How a Data Breach Can Damage Consumer Trust and Put Your Business at Risk of Litigation
Whether an employee accidentally emails confidential data to the wrong person or malicious outsiders steal customer information from your servers, data breaches can damage consumer trust and cause serious financial loss. They may also put your business at risk of litigation and regulatory action.
The types of information stolen by cyber criminals in data breaches varies, but the most common includes PII and login credentials for email, bank accounts and social media. Hackers can use this data to make money by selling it or committing fraud in your name.
Innocent mistakes, such as an employee clicking on a phishing link or storing passwords in plain text on company systems are often the root cause of data breaches.

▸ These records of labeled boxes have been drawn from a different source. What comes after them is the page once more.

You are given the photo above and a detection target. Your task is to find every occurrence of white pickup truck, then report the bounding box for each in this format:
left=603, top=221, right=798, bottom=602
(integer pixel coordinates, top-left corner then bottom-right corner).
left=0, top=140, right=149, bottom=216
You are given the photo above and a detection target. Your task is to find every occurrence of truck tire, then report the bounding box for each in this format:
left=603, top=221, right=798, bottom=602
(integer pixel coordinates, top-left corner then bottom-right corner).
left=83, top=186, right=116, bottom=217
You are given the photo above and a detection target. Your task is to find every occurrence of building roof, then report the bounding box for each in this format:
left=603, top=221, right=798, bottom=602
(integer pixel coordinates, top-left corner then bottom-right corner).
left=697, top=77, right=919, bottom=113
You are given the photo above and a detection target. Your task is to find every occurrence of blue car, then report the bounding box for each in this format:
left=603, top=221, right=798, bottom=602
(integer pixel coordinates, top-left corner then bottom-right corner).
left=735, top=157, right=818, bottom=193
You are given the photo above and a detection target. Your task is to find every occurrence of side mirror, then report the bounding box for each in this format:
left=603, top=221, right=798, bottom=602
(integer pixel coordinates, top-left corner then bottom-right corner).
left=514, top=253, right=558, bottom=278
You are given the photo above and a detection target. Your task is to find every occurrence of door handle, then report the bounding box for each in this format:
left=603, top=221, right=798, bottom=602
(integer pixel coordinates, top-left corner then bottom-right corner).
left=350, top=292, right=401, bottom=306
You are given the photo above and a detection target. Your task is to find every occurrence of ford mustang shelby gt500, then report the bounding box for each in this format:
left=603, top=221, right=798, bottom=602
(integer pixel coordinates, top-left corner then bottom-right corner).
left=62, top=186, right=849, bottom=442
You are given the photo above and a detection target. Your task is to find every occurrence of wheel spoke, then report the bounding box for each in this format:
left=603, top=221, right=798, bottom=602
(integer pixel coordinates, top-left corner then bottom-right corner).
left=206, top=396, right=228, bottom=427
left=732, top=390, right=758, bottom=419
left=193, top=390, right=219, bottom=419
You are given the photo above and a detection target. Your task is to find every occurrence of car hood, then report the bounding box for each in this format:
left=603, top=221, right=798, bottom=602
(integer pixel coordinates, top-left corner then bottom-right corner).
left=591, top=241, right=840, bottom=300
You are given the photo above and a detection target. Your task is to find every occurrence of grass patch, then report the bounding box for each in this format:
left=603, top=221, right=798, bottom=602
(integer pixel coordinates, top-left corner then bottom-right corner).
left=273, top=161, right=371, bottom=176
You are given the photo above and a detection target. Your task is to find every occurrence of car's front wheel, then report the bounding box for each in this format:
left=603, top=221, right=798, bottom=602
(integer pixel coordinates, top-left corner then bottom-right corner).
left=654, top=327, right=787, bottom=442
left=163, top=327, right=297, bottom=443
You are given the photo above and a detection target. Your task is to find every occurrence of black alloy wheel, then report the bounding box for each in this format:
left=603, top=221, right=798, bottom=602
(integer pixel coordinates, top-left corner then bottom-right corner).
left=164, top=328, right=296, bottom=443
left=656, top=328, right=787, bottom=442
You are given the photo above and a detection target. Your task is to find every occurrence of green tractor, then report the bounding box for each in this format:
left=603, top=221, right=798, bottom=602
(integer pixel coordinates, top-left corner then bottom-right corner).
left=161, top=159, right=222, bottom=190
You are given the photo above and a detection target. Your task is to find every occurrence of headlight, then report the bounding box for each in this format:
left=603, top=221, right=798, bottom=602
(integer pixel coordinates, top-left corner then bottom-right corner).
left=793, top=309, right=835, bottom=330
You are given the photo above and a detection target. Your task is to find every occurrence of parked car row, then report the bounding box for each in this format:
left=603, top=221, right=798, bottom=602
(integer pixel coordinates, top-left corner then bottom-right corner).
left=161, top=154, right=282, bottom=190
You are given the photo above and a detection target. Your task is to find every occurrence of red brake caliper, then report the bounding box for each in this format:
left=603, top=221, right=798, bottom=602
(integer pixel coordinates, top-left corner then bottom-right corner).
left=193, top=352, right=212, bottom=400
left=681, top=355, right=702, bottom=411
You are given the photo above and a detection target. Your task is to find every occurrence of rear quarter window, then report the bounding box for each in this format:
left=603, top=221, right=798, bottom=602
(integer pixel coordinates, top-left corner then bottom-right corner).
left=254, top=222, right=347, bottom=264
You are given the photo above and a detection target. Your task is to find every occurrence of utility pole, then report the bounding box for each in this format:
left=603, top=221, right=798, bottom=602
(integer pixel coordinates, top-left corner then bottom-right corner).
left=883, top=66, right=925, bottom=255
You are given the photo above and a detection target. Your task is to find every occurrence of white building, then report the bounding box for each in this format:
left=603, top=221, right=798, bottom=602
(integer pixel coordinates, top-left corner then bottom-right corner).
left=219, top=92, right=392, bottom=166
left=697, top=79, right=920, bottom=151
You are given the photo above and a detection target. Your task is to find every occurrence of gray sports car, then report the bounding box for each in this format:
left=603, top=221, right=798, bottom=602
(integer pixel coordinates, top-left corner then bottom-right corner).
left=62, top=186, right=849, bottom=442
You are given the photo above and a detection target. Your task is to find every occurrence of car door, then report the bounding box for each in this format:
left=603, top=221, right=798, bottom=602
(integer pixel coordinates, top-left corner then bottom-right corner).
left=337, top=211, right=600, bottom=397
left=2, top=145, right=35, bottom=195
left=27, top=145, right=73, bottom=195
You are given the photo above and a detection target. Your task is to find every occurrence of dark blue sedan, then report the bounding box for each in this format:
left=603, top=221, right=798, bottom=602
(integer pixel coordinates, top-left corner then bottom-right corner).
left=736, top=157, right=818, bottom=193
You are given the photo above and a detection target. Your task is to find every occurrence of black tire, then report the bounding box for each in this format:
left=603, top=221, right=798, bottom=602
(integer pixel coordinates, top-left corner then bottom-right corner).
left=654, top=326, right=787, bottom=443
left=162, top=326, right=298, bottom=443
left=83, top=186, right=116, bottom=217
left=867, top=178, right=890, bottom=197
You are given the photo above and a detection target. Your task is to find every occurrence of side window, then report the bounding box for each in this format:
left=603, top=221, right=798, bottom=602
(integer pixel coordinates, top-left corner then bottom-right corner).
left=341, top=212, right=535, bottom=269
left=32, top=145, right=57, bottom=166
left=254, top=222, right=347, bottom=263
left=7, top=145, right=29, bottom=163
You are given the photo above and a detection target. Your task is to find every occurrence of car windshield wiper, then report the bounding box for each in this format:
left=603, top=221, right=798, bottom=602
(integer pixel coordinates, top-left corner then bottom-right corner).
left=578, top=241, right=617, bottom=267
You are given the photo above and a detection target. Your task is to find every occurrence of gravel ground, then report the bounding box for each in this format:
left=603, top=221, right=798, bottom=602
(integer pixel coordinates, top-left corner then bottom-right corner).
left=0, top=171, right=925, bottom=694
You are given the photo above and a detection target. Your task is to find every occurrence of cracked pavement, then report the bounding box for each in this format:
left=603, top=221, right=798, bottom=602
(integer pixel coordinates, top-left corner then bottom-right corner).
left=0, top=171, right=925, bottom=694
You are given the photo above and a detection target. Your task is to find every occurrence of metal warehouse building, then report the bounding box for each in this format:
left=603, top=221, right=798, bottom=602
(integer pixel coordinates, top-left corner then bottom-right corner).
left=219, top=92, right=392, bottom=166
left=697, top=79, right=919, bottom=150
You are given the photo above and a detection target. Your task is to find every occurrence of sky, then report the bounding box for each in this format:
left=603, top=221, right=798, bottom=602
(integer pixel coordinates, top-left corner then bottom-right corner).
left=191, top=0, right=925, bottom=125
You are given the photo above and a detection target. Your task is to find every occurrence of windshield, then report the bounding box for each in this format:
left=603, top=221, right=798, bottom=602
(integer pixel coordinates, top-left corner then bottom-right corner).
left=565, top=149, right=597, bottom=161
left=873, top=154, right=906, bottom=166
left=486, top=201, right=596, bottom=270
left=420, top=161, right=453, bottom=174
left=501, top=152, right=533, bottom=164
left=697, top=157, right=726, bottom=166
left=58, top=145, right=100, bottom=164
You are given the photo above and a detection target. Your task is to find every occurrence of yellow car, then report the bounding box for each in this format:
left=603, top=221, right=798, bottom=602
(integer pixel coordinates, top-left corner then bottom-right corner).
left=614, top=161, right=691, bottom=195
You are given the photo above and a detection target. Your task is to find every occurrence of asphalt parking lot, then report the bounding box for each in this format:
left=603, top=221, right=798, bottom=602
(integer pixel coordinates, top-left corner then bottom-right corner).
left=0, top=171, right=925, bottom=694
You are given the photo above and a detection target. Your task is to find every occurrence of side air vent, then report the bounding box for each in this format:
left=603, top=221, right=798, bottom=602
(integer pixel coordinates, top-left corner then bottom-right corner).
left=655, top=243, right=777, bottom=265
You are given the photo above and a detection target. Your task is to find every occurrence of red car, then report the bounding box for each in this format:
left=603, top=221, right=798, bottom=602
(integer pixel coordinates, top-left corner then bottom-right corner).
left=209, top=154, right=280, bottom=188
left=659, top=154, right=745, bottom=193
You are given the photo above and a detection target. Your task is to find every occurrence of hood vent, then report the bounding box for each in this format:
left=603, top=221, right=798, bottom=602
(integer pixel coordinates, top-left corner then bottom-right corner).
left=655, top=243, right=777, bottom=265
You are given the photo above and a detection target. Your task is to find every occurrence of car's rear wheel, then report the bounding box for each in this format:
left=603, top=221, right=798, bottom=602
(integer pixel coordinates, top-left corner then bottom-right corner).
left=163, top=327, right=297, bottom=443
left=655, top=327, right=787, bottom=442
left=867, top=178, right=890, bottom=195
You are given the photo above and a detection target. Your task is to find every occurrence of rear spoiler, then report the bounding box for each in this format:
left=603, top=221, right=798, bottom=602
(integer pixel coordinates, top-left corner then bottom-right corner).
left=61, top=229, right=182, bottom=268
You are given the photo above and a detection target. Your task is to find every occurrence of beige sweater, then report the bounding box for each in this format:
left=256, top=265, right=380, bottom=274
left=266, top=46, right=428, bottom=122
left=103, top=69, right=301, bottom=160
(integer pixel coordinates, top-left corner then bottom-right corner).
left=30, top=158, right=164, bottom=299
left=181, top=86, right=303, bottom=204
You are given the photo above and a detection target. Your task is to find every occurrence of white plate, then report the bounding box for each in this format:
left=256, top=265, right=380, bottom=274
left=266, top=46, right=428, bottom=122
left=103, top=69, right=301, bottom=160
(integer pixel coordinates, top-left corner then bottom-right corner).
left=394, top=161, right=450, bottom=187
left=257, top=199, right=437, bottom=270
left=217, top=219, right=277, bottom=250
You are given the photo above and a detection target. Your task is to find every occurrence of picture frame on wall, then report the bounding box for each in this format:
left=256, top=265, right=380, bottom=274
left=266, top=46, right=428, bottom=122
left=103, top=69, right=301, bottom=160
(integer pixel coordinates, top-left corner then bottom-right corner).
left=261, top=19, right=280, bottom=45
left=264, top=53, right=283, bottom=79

But most breaches are committed by hackers, who are motivated by either financial gain or a desire to cause harm. Once they gain unauthorized access to a company, attackers look for ways to exploit the company’s vulnerabilities. They may spend hours researching their targets to learn about missing updates or employees’ susceptibility to phishing campaigns.
They can also plant sniffers in store parking lots to intercept traffic to and from wireless networks, or use malware to steal information as it’s being transmitted from credit card readers in storefront kiosks. Attackers can also break into company offices to steal devices, paper documents and physical hard drives containing sensitive data. In a major breach in 2007, TJX (the parent company of stores TJ Maxx and Marshalls) was exposed to hackers who stole 94 million payment cards.